- The Washington Times
Wednesday, August 26, 2020

A former cheerleader for the Washington Football Team has accused Dan Snyder of humiliating her at a charity event at the Washington Hilton in 2004 by suggesting that she join one of the owner’s male friends in an upstairs hotel suite.

The accusation is one in a series of allegations made in a new Washington Post report in which more than 100 current and former employees tell the paper the team’s workplace was one in which women were “marginalized, discriminated against and exploited.”


Wednesday’s story comes more than a month after 17 women accused five former high-ranking team officials of sexual harassment. The initial accusations prompted Washington to hire an outside law firm to investigate the claims.

Tiffany Bacon Scourby, a former cheerleader for the team, told the paper that in 2004, Snyder suggested she “go upstairs” with Anthony Roberts, his longtime friend and the “official ophthalmologist” of the team, during a charity boxing event at the Washington Hilton ballroom. Scourby said Snyder said she and Roberts should “get to know each other better” in his hotel room.

Scourby said at the time, she reported the incident to Donald Wells, the team’s cheerleader director.

He told the newspaper he remembered the conversation.

“I remember her saying, ‘Daniel Snyder offered me the suite with one of his friends,’” Wells told the Post. “She was more or less propositioned.”

“There’s a power dynamic, and Dan Snyder looked down on me,” Scourby said.

Neither Washington nor Snyder commented on the allegations for the Post article, the paper reported, and a team spokesman declined comment to The Washington Times.

The paper also reported the existence of a videotape featuring outtakes from the filming of a 2008 cheerleader swimsuit shoot that included shots of inadvertently exposed breasts. The cheerleaders did not know the tape was created, and the Post reported that Larry Michael, the team’s former play-by-play man and senior vice president, had initially requested his staff to create a video featuring “the good bits.”

Brad Baker, who worked under Michael, said that Michael told his staff the video was for Snyder.

“Larry said something to the effect of, ‘We have a special project that we need to get done for the owner today: He needs us to get the good bits of the behind-the-scenes video from the cheerleader shoot onto a DVD for him,’” Baker said.

Another similar video was created in 2010, this time using footage from the filming of the cheerleaders’ trip to the Dominican Republic. The paper reported Michael demanded the footage be burned to a DVD titled “For Executive Meeting.”

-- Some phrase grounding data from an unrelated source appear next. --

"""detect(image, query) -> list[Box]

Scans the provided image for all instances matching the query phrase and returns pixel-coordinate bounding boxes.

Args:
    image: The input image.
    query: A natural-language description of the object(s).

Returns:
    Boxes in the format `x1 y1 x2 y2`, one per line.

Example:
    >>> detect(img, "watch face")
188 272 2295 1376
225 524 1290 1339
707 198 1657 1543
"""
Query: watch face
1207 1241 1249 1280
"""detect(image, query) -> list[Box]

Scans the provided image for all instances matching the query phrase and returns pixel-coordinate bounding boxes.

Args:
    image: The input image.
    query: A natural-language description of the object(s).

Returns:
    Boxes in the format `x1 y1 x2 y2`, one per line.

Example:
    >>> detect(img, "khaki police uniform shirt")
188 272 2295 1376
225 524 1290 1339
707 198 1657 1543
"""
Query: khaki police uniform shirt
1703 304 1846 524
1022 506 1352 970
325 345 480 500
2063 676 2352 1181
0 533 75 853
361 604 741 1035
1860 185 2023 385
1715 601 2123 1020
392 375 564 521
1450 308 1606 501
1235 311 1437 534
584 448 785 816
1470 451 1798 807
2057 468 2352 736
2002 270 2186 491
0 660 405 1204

Michael denied the allegations to the Post.

The paper also reported that another 25 women said they were sexually harassed while working for the team by male bosses, colleagues and players.

Last month, Snyder said in a statement that sexual harassment had “no place” in the franchise, noting the team had hired an outside investigator to investigate the claims.

“This story has strengthened my commitment to setting a new culture and standard for our team, a process that began with the hiring of Coach [Ron] Rivera earlier this year,” Snyder said last month after hiring attorney Beth Wilkinson to probe the allegations.

“Upon completion of her work, we will institute new policies and procedures and strengthen our human resources infrastructure to not only avoid these issues in the future but most importantly create a team culture that is respectful and inclusive to all,” he said.

This has been a tumultuous offseason for Snyder and Washington. In July, the team abandoned the moniker “Redskins” and is now using the temporary “Washington Football Team.” After the first allegations of workplace misconduct, Snyder hired two new executives — Julie Donaldson and team president Jason Wright — to help fix the team’s culture.

Snyder has also faced pressure from his three minority partners to sell the team, and when he denied to do so, the three owners hired an investment banking firm to sell their shares in the franchise.